Fortnite Powered Epic Store Disruption

Diving deeper into

Epic Games

Company Report
it launched the Epic Games Store, their Steam-killer, with Fortnite as the key centerpiece and a lower 12% take rate as the main differentiator
Analyzed 7 sources

This was Epic using a hit game as a wedge to break open PC game distribution economics. Fortnite gave Epic a reason for players to install another launcher, and the 12% store fee gave developers a simple, concrete reason to care, because on every $100 sold Epic kept $12 while Steam’s standard cut was long viewed as closer to $30. That combination turned the store from a side business into a strategic way to connect Epic’s game, engine, payments, and account system.
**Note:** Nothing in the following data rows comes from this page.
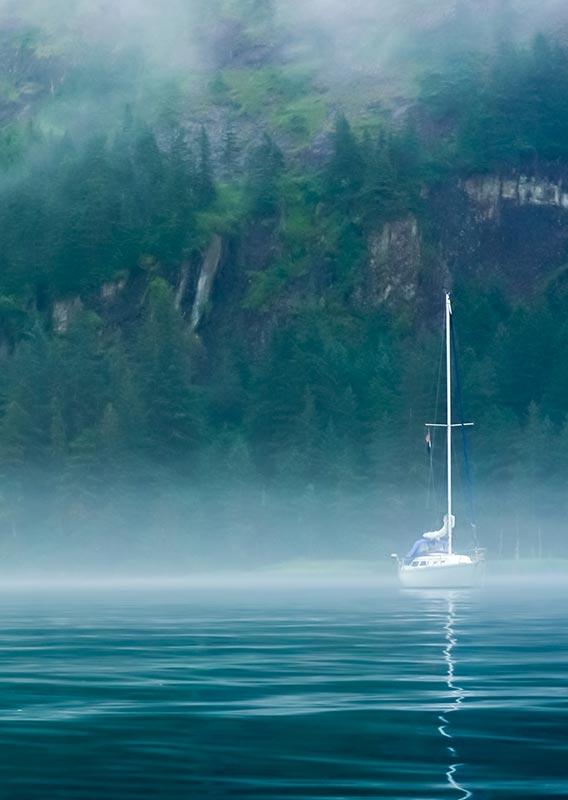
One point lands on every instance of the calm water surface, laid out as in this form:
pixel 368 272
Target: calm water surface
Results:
pixel 374 693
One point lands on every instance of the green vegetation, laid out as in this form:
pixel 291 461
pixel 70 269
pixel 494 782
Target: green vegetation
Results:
pixel 298 404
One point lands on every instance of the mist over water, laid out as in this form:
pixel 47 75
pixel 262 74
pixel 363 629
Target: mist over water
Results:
pixel 311 693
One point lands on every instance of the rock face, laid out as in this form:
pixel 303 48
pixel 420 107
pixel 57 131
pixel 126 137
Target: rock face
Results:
pixel 63 313
pixel 394 264
pixel 510 231
pixel 206 280
pixel 490 193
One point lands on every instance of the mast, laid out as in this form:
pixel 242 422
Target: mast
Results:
pixel 449 416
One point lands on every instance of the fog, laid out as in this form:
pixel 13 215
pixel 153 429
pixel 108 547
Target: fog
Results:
pixel 142 54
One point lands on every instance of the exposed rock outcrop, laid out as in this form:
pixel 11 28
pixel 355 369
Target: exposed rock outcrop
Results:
pixel 394 263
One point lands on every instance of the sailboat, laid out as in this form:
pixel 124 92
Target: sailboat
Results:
pixel 433 562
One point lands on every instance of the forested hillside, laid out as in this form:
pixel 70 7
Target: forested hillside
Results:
pixel 225 232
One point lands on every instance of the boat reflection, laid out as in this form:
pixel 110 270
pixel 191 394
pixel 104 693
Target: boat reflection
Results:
pixel 457 696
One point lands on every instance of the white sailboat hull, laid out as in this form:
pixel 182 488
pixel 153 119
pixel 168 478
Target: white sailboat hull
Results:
pixel 459 572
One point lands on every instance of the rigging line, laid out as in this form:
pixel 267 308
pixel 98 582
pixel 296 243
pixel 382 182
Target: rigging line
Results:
pixel 432 477
pixel 469 483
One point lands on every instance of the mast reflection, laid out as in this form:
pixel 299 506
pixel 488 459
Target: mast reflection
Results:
pixel 457 695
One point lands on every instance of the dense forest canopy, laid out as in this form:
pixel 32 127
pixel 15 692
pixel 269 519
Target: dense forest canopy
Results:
pixel 284 415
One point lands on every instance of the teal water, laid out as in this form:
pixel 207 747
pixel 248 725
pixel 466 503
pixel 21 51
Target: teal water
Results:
pixel 323 694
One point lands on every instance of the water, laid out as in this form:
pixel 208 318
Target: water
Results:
pixel 323 694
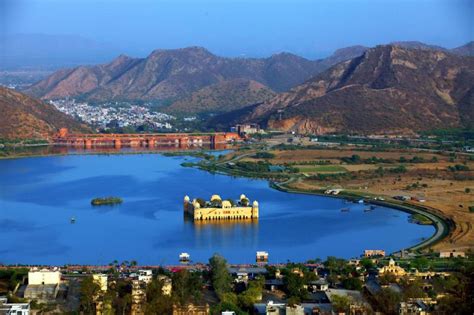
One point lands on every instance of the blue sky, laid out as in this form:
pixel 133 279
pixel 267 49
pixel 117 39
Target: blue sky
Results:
pixel 244 27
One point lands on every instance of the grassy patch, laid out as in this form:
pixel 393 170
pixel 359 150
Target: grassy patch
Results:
pixel 321 168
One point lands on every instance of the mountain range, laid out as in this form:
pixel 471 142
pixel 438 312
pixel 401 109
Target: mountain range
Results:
pixel 171 75
pixel 403 87
pixel 388 89
pixel 23 117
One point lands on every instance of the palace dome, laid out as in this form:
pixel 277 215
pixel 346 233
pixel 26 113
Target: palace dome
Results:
pixel 226 204
pixel 215 197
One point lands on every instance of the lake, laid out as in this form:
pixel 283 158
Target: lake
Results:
pixel 40 195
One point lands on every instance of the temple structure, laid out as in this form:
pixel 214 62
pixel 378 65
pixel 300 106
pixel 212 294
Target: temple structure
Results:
pixel 218 209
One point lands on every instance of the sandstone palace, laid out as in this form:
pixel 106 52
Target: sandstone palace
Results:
pixel 218 209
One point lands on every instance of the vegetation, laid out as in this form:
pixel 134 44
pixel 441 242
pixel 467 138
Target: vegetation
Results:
pixel 263 155
pixel 458 168
pixel 106 201
pixel 420 219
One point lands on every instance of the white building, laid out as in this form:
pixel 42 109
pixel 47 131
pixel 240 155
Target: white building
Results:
pixel 13 308
pixel 101 281
pixel 44 276
pixel 145 275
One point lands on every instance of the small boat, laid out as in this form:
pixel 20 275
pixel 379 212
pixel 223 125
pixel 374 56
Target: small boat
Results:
pixel 184 257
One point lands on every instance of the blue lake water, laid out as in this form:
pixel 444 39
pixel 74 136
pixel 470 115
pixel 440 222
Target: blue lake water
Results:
pixel 38 197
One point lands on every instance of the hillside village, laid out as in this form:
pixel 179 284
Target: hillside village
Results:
pixel 434 284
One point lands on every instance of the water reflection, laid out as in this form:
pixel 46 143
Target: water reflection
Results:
pixel 63 150
pixel 38 197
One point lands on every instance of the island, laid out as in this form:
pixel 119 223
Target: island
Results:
pixel 218 209
pixel 106 201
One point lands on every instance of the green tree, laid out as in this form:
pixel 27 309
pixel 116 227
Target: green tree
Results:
pixel 186 286
pixel 294 286
pixel 90 291
pixel 352 283
pixel 341 303
pixel 387 301
pixel 220 277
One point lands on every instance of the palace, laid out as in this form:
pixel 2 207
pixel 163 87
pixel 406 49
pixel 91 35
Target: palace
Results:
pixel 218 209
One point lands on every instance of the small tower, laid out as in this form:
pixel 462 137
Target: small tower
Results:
pixel 255 209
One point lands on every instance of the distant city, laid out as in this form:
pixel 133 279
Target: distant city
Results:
pixel 114 114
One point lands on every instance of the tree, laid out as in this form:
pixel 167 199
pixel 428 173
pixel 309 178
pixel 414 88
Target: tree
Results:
pixel 388 300
pixel 186 286
pixel 352 283
pixel 341 303
pixel 220 277
pixel 294 286
pixel 90 291
pixel 156 302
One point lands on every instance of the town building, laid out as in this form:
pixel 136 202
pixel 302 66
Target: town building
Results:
pixel 191 309
pixel 138 297
pixel 43 285
pixel 262 257
pixel 145 275
pixel 44 276
pixel 246 129
pixel 451 254
pixel 167 284
pixel 101 281
pixel 218 209
pixel 393 269
pixel 374 253
pixel 13 308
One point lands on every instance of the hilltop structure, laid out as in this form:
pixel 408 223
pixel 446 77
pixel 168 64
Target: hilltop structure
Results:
pixel 218 209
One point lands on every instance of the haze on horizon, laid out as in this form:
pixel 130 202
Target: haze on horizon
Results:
pixel 258 28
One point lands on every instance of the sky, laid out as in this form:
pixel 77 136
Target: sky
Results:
pixel 244 27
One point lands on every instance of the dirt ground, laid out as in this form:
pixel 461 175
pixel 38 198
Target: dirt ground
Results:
pixel 442 189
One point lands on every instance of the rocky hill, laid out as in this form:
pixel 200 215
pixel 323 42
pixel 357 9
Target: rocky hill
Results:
pixel 22 117
pixel 223 97
pixel 177 73
pixel 464 50
pixel 171 74
pixel 389 89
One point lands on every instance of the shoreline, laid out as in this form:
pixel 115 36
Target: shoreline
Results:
pixel 443 226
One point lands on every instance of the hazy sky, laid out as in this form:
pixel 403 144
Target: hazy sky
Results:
pixel 238 27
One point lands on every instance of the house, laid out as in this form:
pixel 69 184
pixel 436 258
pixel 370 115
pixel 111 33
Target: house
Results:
pixel 167 284
pixel 318 285
pixel 138 296
pixel 43 284
pixel 393 269
pixel 251 272
pixel 101 280
pixel 191 309
pixel 413 308
pixel 358 304
pixel 294 310
pixel 271 308
pixel 451 253
pixel 374 253
pixel 13 308
pixel 44 276
pixel 274 284
pixel 145 275
pixel 262 256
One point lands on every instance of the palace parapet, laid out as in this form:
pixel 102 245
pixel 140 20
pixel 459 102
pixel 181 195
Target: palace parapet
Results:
pixel 218 209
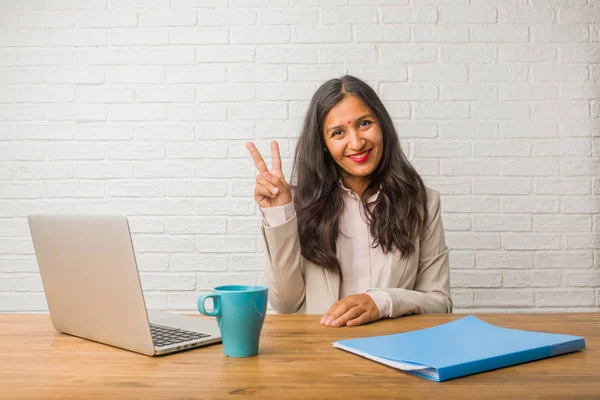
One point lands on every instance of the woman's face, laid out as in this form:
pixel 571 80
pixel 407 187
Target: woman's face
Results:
pixel 353 138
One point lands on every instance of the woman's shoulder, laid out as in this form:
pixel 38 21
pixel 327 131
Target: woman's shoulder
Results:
pixel 433 198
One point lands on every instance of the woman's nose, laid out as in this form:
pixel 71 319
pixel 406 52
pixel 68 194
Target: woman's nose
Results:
pixel 356 140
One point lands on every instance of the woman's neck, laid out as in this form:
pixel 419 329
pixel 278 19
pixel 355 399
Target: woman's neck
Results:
pixel 358 184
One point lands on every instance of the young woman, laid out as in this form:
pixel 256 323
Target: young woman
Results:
pixel 357 235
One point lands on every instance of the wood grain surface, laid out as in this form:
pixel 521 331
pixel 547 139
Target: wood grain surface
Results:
pixel 296 360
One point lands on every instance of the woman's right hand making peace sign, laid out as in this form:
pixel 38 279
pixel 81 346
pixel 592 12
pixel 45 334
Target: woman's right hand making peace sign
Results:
pixel 271 188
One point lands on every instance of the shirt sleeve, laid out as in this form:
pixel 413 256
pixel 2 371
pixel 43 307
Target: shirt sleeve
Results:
pixel 279 215
pixel 431 292
pixel 382 300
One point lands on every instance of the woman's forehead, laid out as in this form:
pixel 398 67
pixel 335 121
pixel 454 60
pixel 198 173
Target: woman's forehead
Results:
pixel 346 110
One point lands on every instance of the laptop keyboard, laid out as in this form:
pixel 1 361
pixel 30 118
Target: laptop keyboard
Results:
pixel 166 336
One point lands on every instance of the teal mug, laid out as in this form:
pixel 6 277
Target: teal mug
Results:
pixel 240 312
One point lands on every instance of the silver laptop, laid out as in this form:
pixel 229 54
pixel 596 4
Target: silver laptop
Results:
pixel 93 289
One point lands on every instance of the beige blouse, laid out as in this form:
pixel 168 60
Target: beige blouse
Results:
pixel 419 283
pixel 355 253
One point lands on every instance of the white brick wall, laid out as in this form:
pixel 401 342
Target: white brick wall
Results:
pixel 143 107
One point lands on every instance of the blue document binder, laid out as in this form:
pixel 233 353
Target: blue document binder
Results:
pixel 462 347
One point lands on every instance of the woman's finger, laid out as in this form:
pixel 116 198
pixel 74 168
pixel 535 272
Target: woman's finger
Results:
pixel 276 159
pixel 351 314
pixel 262 180
pixel 360 320
pixel 276 181
pixel 258 160
pixel 260 190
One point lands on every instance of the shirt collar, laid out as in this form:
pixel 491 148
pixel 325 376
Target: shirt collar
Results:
pixel 353 194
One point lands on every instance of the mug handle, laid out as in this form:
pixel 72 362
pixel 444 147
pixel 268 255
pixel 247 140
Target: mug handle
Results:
pixel 216 312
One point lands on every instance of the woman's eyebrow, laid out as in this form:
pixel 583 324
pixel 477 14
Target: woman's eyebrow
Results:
pixel 357 119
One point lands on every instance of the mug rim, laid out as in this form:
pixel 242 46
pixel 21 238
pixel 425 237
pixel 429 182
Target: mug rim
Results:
pixel 240 288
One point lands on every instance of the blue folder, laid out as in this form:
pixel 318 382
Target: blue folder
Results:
pixel 462 347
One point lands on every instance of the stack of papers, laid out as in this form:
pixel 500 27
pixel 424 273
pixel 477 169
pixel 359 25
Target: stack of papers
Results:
pixel 462 347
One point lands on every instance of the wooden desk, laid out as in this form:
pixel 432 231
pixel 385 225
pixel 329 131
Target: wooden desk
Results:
pixel 296 360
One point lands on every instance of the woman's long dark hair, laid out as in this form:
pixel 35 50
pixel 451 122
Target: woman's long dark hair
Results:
pixel 397 216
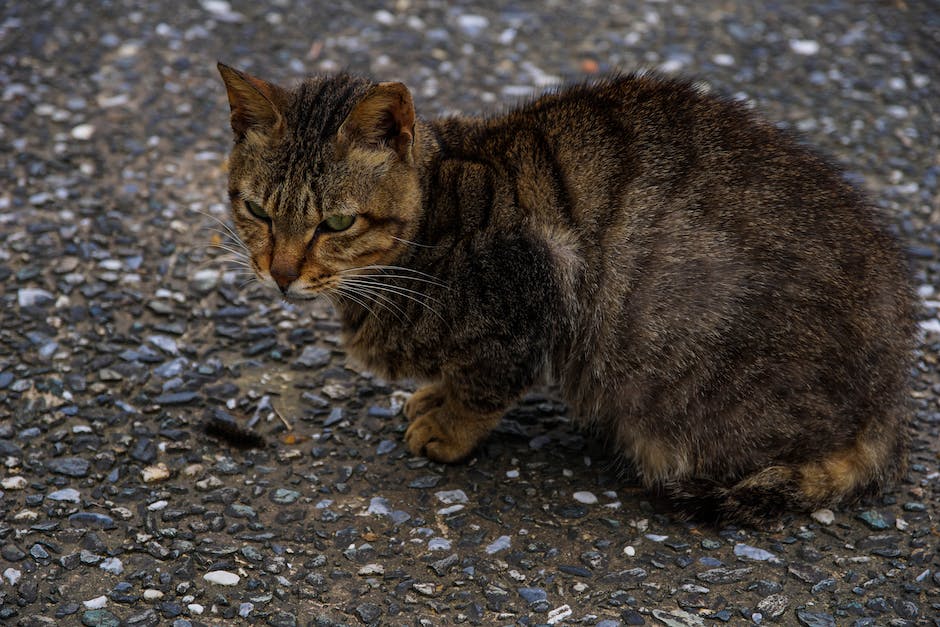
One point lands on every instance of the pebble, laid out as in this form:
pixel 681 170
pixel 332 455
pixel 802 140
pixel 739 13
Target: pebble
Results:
pixel 439 544
pixel 472 25
pixel 379 506
pixel 823 516
pixel 754 553
pixel 372 569
pixel 450 497
pixel 724 575
pixel 806 47
pixel 83 131
pixel 313 357
pixel 222 578
pixel 678 618
pixel 70 466
pixel 368 613
pixel 112 565
pixel 284 496
pixel 12 575
pixel 587 498
pixel 773 605
pixel 815 619
pixel 158 472
pixel 100 618
pixel 874 519
pixel 14 483
pixel 96 603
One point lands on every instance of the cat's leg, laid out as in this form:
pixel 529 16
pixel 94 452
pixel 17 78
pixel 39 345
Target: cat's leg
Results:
pixel 425 398
pixel 444 429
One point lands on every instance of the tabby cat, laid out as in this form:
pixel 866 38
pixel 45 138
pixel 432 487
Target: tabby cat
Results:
pixel 713 298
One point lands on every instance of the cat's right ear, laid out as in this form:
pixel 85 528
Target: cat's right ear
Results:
pixel 383 119
pixel 256 104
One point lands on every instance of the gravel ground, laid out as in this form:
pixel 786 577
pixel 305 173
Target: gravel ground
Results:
pixel 121 332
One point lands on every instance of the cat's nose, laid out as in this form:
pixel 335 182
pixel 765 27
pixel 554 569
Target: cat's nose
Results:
pixel 284 276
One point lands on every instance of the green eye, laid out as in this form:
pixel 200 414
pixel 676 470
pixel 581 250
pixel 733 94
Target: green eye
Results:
pixel 257 211
pixel 339 222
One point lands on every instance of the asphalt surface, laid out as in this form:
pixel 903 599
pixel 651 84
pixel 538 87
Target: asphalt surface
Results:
pixel 122 331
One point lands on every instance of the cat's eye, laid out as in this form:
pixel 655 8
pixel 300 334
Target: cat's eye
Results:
pixel 339 222
pixel 256 210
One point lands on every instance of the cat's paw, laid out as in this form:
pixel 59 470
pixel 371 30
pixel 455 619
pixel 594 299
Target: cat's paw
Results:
pixel 424 400
pixel 432 435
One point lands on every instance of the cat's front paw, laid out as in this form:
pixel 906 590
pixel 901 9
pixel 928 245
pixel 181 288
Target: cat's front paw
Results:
pixel 433 436
pixel 424 399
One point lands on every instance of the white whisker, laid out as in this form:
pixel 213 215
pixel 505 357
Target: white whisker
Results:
pixel 408 241
pixel 371 285
pixel 380 299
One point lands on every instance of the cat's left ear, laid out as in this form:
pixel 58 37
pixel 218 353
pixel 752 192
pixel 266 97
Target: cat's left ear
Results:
pixel 255 103
pixel 385 118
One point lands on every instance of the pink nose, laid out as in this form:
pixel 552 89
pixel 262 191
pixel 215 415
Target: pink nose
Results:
pixel 284 276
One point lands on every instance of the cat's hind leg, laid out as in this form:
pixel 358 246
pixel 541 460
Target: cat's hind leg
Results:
pixel 425 398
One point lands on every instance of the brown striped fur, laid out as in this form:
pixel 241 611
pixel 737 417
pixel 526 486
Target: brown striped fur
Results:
pixel 711 296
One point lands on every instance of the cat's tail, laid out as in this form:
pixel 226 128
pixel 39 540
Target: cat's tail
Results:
pixel 877 458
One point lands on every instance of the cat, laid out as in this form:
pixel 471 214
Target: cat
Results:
pixel 712 298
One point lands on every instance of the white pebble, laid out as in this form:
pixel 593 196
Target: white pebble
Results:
pixel 97 603
pixel 930 326
pixel 823 516
pixel 12 575
pixel 501 543
pixel 559 614
pixel 155 473
pixel 806 47
pixel 112 565
pixel 29 296
pixel 222 578
pixel 452 509
pixel 83 131
pixel 14 483
pixel 472 25
pixel 448 497
pixel 383 17
pixel 372 569
pixel 427 589
pixel 723 59
pixel 587 498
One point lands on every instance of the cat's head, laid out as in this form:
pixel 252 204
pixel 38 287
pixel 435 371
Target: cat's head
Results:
pixel 322 178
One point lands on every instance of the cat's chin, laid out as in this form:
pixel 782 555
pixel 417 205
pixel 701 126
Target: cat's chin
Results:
pixel 293 297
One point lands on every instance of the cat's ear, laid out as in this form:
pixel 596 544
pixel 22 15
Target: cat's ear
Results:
pixel 255 103
pixel 385 118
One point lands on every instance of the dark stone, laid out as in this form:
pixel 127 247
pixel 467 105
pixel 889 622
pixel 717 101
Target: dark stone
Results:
pixel 100 618
pixel 176 398
pixel 71 466
pixel 578 571
pixel 91 519
pixel 12 553
pixel 368 612
pixel 724 575
pixel 427 481
pixel 442 566
pixel 815 619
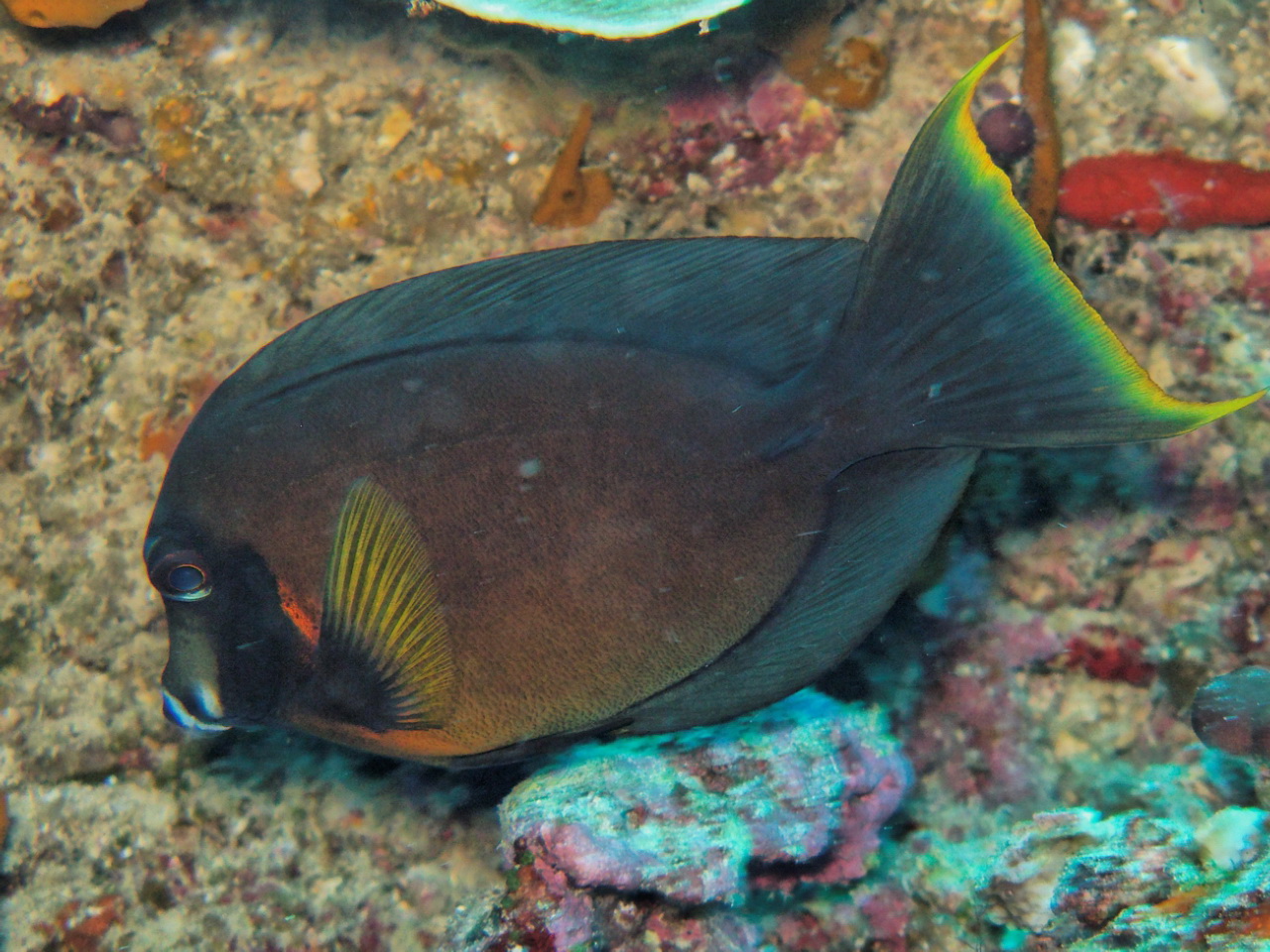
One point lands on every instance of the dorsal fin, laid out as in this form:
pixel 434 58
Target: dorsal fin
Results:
pixel 382 657
pixel 722 298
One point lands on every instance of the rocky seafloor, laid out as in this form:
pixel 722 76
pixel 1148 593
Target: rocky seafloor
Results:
pixel 230 168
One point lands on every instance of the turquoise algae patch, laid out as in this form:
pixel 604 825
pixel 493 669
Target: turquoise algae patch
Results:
pixel 612 19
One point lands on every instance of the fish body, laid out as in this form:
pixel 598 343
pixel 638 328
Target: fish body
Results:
pixel 621 488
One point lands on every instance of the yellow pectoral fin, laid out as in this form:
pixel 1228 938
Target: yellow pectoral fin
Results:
pixel 382 658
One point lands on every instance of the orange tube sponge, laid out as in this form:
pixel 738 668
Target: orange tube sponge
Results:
pixel 67 13
pixel 1150 191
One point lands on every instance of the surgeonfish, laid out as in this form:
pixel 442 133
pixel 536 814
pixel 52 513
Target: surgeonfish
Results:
pixel 621 488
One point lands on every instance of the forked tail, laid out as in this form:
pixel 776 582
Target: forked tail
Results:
pixel 964 331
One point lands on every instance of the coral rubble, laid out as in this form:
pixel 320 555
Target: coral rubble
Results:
pixel 676 833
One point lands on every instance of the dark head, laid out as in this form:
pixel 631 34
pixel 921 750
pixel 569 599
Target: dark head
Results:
pixel 230 643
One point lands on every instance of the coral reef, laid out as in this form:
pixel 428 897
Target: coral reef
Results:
pixel 1151 191
pixel 1078 881
pixel 613 19
pixel 67 13
pixel 674 834
pixel 1046 660
pixel 848 73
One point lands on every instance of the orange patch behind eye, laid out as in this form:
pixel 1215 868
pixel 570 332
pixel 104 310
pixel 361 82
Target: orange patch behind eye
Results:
pixel 302 616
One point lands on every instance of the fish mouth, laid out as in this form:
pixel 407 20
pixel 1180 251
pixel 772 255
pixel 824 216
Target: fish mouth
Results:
pixel 202 715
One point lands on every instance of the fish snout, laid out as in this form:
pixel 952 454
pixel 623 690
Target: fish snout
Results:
pixel 190 696
pixel 191 707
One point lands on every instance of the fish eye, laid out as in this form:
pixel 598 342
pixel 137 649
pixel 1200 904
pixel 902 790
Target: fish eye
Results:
pixel 182 578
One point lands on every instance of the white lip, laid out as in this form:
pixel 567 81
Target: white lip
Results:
pixel 185 720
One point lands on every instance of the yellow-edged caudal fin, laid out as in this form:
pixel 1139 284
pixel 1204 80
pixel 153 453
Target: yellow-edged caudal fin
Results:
pixel 966 331
pixel 382 657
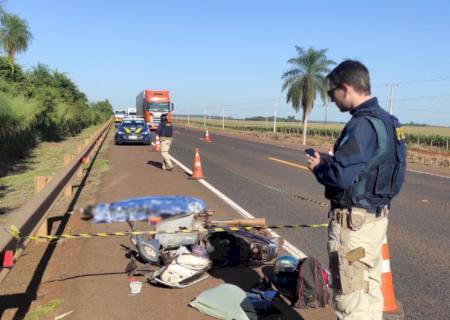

  • EA’s Origin and Activision Blizzard’s Battle.net were mostly built around each company’s own catalog. Epic had something stronger, a live game with massive recurring engagement and in game spending, which let it seed a storefront with real traffic instead of waiting for users to come for shopping alone.
  • The fee difference mattered because store economics are unusually visible to developers. Epic launched around an 88% to developer and 12% to Epic split, then kept adding sweeter terms like exclusivity programs and, later, 100% on the first $1M per title per year. The message was that Epic would trade margin to buy supply.
  • The store also became infrastructure, not just a catalog page. Epic now uses the same commerce and account rails across PC, mobile, and web shops, including for games not listed in the store. That extends the original anti Steam move into a broader attempt to own checkout, identity, and distribution across platforms.

The next phase is less about beating Steam title by title, and more about making Epic the cheapest and most flexible commerce layer in games. If Fortnite keeps supplying attention, Epic can keep turning that audience into leverage for payments, third party distribution, and creator driven game ecosystems well beyond the original PC storefront fight.